Antiviral drugs are an effective means to improve the recovery rate and reduce mortalities of people with influenza if the virus is sensitive to the drug. Under widespread use for prophylaxis and treatment with the risk of resistant variants arising, the consequences and cost-effectiveness of antivirals are less certain. The objective of this study was to identify the antiviral strategies that remain effective in both life and cost terms, when the characteristics of an emerging pandemic are unknown.
Methods and Findings:
A numerical model incorporating antiviral treatment and post-exposure prophylaxis, resistance, and asymptomatic infections was used to investigate a wide variety of pandemics.

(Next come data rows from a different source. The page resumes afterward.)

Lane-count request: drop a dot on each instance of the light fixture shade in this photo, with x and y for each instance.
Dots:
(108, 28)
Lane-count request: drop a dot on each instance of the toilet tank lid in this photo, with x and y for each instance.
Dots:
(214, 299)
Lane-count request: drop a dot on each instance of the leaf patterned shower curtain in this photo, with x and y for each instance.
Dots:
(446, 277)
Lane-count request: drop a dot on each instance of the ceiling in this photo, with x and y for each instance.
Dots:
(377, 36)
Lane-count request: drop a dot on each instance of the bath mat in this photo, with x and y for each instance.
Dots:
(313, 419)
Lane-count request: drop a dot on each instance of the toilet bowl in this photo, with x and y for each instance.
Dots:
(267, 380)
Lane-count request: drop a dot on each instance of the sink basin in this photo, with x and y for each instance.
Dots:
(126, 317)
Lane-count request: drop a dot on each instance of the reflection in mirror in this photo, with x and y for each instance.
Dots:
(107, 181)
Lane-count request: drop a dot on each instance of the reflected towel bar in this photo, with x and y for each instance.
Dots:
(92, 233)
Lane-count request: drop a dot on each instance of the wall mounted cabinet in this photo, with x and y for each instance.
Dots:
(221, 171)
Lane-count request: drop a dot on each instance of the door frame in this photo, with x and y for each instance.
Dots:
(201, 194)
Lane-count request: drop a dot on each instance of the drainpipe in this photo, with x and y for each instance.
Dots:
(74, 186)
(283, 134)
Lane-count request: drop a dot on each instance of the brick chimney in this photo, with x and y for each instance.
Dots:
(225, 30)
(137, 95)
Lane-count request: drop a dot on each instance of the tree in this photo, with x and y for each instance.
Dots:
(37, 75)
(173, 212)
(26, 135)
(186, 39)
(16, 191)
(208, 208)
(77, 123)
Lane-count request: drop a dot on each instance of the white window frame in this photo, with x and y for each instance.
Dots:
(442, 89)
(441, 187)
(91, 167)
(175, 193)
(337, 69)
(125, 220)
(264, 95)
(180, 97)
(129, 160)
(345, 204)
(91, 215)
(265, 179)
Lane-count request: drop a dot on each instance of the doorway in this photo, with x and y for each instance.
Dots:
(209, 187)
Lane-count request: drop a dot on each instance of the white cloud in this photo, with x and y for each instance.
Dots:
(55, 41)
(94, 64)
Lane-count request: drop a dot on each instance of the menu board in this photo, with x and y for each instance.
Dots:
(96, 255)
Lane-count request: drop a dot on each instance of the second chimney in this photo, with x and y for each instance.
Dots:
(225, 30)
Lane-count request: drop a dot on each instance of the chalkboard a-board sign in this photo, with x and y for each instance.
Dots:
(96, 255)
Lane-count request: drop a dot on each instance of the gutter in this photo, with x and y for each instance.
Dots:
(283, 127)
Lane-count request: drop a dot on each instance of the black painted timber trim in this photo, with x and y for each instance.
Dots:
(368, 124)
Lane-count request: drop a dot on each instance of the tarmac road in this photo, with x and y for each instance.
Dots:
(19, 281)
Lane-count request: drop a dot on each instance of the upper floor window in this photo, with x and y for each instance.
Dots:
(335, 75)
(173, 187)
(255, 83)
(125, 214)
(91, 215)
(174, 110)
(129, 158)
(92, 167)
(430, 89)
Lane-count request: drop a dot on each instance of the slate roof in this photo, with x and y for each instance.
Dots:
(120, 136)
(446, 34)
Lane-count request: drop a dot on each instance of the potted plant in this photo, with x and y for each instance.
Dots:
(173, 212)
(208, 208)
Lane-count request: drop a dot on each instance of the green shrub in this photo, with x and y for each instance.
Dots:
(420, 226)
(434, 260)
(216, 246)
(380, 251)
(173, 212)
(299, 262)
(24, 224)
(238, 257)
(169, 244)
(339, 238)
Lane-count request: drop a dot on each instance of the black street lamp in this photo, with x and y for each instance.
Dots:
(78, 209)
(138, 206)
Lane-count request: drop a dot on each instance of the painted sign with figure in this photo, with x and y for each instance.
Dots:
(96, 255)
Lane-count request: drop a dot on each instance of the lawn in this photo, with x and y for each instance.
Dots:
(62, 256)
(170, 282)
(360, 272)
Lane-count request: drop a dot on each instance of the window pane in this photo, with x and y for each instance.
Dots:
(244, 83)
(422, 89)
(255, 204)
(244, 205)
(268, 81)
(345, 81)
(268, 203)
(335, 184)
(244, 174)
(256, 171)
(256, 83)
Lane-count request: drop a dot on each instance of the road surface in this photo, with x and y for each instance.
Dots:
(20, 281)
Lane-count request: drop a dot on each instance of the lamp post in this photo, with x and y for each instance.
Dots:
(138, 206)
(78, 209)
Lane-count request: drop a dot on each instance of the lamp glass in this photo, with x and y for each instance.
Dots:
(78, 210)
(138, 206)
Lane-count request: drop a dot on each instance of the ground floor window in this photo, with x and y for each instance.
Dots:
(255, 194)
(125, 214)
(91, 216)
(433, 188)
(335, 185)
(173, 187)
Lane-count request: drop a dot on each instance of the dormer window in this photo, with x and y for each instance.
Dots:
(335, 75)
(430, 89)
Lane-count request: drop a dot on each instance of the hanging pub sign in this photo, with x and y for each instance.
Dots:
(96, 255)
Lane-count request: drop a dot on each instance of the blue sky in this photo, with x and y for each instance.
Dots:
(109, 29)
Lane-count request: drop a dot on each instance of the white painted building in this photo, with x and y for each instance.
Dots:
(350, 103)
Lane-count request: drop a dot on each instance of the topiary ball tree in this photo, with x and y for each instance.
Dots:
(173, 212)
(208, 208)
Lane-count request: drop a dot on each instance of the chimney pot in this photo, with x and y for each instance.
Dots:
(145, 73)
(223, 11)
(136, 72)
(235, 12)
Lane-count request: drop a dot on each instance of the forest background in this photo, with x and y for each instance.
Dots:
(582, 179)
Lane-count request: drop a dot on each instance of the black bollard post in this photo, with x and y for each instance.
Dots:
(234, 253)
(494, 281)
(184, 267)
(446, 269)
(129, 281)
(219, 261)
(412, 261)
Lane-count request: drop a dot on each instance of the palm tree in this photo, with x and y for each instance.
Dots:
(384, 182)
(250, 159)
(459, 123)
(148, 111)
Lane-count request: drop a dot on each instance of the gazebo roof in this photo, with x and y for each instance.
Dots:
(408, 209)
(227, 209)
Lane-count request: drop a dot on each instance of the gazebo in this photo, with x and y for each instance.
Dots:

Scenarios with various fitnesses (transmissibilities) of the resistant strain, as well as the rate at which the resistant strain arises and the case fatality ratio of the mutant strain were analysed to determine the antiviral strategy which results in the best, cost-effective average outcome under all scenarios. While more antiviral use for treatment and prophylaxis results in a greater reduction in the mortalities on average, the variance becomes quite large with the risk of the resistant strain dominating the sensitive strain and the cost-effectiveness is greatly reduced. However, high levels of treatment (greater than 50%) with moderate levels of prophylaxis (less than 30% of the population) result in up to
a 50% reduction in mortalities and QALYs lost while remaining cost-effective. The optimal policy was found to be 100% treatment with 5% of the population receiving post-exposure prophylaxis.
The consequences of antiviral resistance are generally outweighed by the benefits. The optimal policy of 100% treatment of those symptomatically infected with 5% of the population, results in significant cost-effective reduction in mortalities and QALYs lost. At lower levels of treatment, greater post-exposure prophylaxis use is required to achieve optimal outcomes.